Earlier this month, Upwork released its first-quarter financial results, boasting revenue growth of 21 percent year over year to more than $83 billion. “With the global spread of the coronavirus significantly accelerating the adoption of remote work and increasing the value that companies place on workforce flexibility, Upwork’s solutions for customers are more relevant than ever,” Hayden Brown, the company’s President and CEO, said in the earnings call.
And Patreon, which allows consumers to directly pay creators for content via subscriptions, has seen monumental growth since the COVID-19 outbreak began.
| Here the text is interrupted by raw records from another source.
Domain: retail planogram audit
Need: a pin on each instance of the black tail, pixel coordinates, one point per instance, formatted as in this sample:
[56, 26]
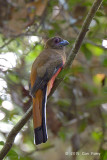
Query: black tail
[41, 132]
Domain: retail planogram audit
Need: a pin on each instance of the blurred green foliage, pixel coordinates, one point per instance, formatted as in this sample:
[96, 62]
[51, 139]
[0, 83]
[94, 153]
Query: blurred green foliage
[77, 111]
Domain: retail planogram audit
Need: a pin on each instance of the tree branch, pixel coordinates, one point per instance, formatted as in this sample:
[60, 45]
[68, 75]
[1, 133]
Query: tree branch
[72, 55]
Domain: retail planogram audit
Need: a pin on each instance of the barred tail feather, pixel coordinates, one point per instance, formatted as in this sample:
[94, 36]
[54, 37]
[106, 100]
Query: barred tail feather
[39, 116]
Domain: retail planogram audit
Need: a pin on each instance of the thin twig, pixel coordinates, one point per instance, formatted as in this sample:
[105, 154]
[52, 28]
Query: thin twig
[72, 55]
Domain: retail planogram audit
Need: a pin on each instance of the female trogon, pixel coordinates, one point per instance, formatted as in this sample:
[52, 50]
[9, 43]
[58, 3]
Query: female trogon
[44, 70]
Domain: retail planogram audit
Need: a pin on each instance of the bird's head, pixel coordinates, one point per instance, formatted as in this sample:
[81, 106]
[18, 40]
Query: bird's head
[56, 43]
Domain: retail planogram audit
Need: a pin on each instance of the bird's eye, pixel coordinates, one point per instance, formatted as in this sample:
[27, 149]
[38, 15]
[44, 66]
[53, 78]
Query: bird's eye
[56, 40]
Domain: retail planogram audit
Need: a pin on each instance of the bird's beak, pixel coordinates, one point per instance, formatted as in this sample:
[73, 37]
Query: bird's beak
[63, 43]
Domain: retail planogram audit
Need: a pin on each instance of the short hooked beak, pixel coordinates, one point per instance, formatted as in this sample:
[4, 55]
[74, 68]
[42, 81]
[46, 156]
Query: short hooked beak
[63, 43]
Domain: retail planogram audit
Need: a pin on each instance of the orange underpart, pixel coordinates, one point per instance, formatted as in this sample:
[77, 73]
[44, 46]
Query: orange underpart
[50, 83]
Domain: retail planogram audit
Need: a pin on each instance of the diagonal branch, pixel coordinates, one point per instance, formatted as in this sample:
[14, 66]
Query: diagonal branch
[10, 139]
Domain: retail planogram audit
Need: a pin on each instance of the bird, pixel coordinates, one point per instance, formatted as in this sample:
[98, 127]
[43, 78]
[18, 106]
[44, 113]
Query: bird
[45, 69]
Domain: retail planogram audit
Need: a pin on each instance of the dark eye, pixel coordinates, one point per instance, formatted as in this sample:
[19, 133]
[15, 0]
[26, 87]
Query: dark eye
[56, 40]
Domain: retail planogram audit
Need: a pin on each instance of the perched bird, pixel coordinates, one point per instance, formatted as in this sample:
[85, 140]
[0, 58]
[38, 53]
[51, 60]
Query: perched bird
[44, 70]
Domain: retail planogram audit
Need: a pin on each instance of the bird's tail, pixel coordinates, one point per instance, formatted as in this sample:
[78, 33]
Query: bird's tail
[39, 116]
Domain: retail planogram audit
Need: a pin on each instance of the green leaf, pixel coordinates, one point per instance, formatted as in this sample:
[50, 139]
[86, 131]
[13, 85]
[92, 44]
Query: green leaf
[64, 102]
[87, 52]
[12, 155]
[103, 154]
[105, 62]
[96, 135]
[1, 143]
[99, 13]
[62, 133]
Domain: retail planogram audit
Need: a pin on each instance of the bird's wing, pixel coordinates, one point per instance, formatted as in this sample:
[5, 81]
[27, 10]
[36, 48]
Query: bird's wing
[47, 70]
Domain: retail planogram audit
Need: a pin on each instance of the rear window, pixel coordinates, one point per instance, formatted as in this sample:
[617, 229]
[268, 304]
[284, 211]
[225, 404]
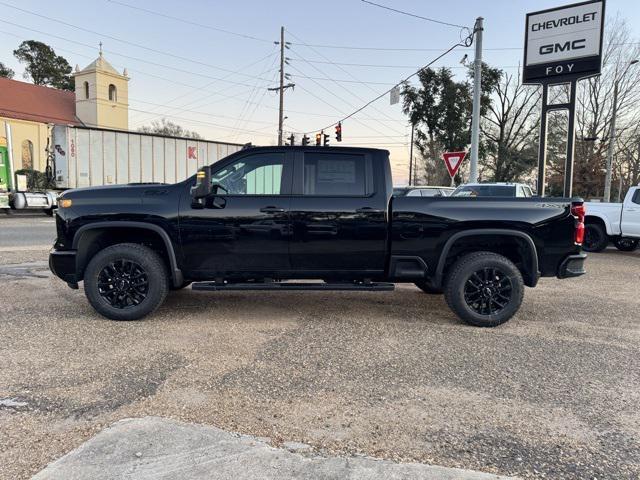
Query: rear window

In March, the company announced that nearly 50 thousand new creators signed up for the platform. “We’ve seen a large increase in creator launches since March 13 [the day President Trump declared a national emergency]. Creators are launching on Patreon faster than at any point in the company’s history,” the company said in a statement.
Internally, Patreon’s staff hasn’t fared well through the COVID-19 economic downturn. The company recently laid off 13 percent of its workforce, making clear — with no small hint of irony — the reasons why more and more Americans are choosing to self employ. Co-working companies have long touted being an ideal environment for the self-employed workforce: “I expect this could be a good moment for co-working companies and I expect new ones to pop up soon” Blake says.
Change is clearly coming to offices around the globe. The question that remains is whether businesses and workers will embrace this new economic era or cling on to the mores of the past. It’s an existential problem that may very well define who booms and who busts in the decade that lies ahead.